Case Presentation: A healthy 22-year-old woman presented to the ED with five days of fevers, dry cough, dyspnea and right-sided pleuritic chest pain. Lab work and a CXR were unremarkable. A nasal swab diagnosed Influenza B and she was discharged with Oseltamivir, which she did not take. Two days later, the patient returned with progressive symptoms and blood tinged sputum. She was ill-appearing with T 101F, RR 30, BP 103/67, RA sat 93% and diminished breath sounds at the right lower lung field. A CXR now revealed a right lower lobe consolidation with a moderate sized pleural effusion. Empiric treatment for community acquired pneumonia (CAP) with Ceftriaxone, Azithromycin and Oseltamivir was initiated. When worsening hypoxic respiratory failure and severe sepsis developed, Vancomycin was added. Blood and sputum cultures subsequently grew Methicillin sensitive S. Aureus (MSSA). A chest CT showed the previously seen right lower lobe consolidation and a new right middle lobe consolidation with an associated loculated effusion. The patient underwent a video-assisted-thoracoscopic surgery (VATS) with decortication of empyema and tissue cultures grew the previously isolated MSSA. On post-operative day 6, she was discharged home to complete a prolonged antibiotic course for MSSA empyema and pneumonia.
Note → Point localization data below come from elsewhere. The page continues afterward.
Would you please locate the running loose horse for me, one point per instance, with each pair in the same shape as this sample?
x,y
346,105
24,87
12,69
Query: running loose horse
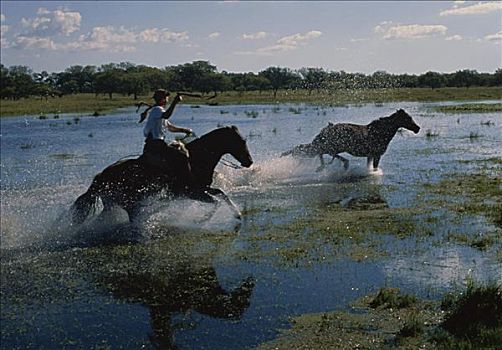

Discussion: infection can increase host susceptibility to bacterial infections by inducing cytokines and altering neutrophil and alveolar macrophage function. Bacterial infections can in turn potentiate influenza viral replication. Due to these synergistic effects, a heightened morbidity and mortality is often seen in influenza-associated bacterial infections compared with bacterial pneumonia without influenza. Bacterial infections can be subsequent or coincident to influenza infection, and the nasopharyngeal colonizers (S. Aureus, S. Pneumoniae, and S. Pyogenes) are typically the implicated pathogens. While Influenza A is predominantly associated with co- and secondary bacterial infections, Influenza B can also cause severe bacterial infections, especially in younger age groups as in our case. In those with sepsis or signs of pneumonia, empiric coverage that includes MRSA is indicated. Adding Oseltamivir may lower ICU admission and deaths. Compliance with seasonal influenza vaccination can be associated a 45% reduction in pneumonia hospitalizations and a 60% mortality reduction. Unfortunately, our patient did not receive pre-morbid influenza vaccination.

Conclusions: Severe pneumonia during periods of high influenza activity should prompt providers to empirically include coverage against MRSA, even among those without recognized risk factors. Maintaining a high index of suspicion for S. Aureus coinfection in this setting can be life-saving. Routine influenza vaccination remains the best preventive strategy.